Das Experiment erhielt viel mediale Aufmerksamkeit, das Ergebnis hingegen stiess bisher auf wenig Echo. Für die Auswertung führte Nenad Stojanović Befragungen bei den Panelmitgliedern und bei der Wahlbevölkerung von Sitten durch. «Anfangs waren die Mitglieder des Panels skeptisch, ob sie in der Lage sind, eine in ihren Augen komplexe Materie zu verstehen. Am Ende des Prozesses, nachdem Gutachten und Standpunkte eingeholt und besprochen worden waren, hatten jedoch alle das Gefühl, sich eine fundierte Meinung bilden zu können.» Aber was hielt die Bevölkerung von Sitten davon? «Die Umfragen haben gezeigt, dass das Vertrauen gegenüber dem Panel gleich hoch war wie gegenüber dem Parlament. Für ihre Entscheidung stützte sich die Bevölkerung als zweite Quelle auf den Bericht des Panels, nach der offiziellen Broschüre und vor den Parteiparolen und den Medien.» Zudem scheint Demoscan einen kleinen positiven Effekt auf die Wahlbeteiligung zu haben.

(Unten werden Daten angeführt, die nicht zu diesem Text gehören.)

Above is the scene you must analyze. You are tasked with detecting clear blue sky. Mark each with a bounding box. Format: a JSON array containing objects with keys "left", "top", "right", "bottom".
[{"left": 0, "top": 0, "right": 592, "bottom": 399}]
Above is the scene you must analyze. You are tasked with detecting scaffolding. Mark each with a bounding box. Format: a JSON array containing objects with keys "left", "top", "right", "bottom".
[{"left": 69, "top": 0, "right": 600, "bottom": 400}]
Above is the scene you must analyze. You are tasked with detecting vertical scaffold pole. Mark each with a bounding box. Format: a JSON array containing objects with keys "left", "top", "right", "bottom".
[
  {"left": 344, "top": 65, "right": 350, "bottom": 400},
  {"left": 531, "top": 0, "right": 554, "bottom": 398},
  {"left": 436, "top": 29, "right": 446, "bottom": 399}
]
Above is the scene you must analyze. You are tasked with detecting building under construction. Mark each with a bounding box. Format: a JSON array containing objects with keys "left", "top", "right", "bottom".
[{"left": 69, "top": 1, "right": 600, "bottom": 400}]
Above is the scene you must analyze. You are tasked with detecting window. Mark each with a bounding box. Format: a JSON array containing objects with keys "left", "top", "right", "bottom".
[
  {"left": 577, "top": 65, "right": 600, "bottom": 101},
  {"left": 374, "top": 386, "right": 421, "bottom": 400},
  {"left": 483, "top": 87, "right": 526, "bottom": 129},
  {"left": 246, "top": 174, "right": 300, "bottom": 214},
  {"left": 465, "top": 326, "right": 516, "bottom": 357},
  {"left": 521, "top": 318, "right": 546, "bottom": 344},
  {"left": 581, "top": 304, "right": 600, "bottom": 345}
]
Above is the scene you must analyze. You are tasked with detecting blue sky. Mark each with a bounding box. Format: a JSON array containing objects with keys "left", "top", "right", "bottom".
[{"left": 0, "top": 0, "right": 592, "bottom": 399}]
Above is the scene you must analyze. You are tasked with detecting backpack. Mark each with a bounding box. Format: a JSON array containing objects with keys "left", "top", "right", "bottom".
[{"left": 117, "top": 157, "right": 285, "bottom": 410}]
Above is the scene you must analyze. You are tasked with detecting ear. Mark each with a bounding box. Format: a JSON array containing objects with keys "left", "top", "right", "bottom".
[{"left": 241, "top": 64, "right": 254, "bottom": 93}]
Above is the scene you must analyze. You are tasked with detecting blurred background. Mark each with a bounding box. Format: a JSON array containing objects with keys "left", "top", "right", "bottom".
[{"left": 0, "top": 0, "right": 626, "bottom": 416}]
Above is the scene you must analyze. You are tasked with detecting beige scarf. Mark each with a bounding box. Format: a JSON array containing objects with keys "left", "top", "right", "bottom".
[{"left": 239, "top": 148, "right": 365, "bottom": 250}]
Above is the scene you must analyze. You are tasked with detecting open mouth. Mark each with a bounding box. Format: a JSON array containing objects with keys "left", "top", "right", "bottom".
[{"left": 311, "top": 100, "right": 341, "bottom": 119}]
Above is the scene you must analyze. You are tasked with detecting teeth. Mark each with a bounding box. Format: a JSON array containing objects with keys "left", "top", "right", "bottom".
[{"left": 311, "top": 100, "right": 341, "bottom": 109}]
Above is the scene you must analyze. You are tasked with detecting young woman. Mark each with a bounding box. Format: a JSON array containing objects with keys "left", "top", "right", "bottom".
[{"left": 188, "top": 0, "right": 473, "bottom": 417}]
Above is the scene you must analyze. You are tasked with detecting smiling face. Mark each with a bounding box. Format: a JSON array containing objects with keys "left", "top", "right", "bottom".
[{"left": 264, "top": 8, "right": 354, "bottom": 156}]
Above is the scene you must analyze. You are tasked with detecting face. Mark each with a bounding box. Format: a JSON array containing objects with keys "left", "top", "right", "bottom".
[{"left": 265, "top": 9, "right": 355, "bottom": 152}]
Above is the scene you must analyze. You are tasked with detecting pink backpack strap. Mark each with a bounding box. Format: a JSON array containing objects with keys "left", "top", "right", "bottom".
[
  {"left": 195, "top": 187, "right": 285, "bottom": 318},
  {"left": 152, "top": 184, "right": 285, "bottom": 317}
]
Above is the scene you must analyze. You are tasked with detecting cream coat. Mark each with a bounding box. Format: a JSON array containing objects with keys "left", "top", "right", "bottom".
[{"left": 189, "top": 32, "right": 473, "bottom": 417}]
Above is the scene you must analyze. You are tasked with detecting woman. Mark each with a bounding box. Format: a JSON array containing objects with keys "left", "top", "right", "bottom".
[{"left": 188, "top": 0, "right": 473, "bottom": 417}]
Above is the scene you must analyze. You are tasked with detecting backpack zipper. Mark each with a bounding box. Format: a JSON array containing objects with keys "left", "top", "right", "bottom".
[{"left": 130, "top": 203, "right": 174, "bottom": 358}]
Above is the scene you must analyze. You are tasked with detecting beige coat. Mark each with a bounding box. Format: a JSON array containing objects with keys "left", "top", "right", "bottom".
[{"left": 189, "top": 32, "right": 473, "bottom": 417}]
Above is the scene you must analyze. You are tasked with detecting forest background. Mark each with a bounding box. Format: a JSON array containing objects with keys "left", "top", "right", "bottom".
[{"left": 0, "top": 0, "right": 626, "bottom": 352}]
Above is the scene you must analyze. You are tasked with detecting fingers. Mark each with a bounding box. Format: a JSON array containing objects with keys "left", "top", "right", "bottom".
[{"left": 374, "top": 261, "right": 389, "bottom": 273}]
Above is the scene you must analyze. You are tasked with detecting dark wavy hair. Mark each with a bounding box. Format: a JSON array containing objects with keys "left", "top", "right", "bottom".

Wahl per Los seit Antike bekannt

Das Experiment erfolgte im Rahmen eines Forschungsprojekts, das den Zusammenhang zwischen direkter Demokratie und Populismus untersucht. «Der Kalender hat uns ein Abstimmungsthema beschert, das nicht besonders repräsentativ ist. Die Gegner der Initiative sahen aber doch Elemente von Linkspopulismus, da der Anschein erweckt wird, dass sich ein grosses Problem ganz einfach lösen lässt – unter einem Titel, dem sich niemand entgegenstellen wird», erläutert Stojanović. Im Laufe des Prozesses hat sich die Panelgruppe in diese Richtung entwickelt. Am Anfang war sie eher unentschieden, lehnte die Initiative schliesslich aber ab. Ein Ergebnis, das sich mit dem Volksentscheid zwei Monate später deckte (57 Prozent Nein). Die Dynamiken, welche die populistischen Elemente in den Beratungen des Bürgerpanels entkräfteten, wirkten wohl auch in der nationalen Debatte.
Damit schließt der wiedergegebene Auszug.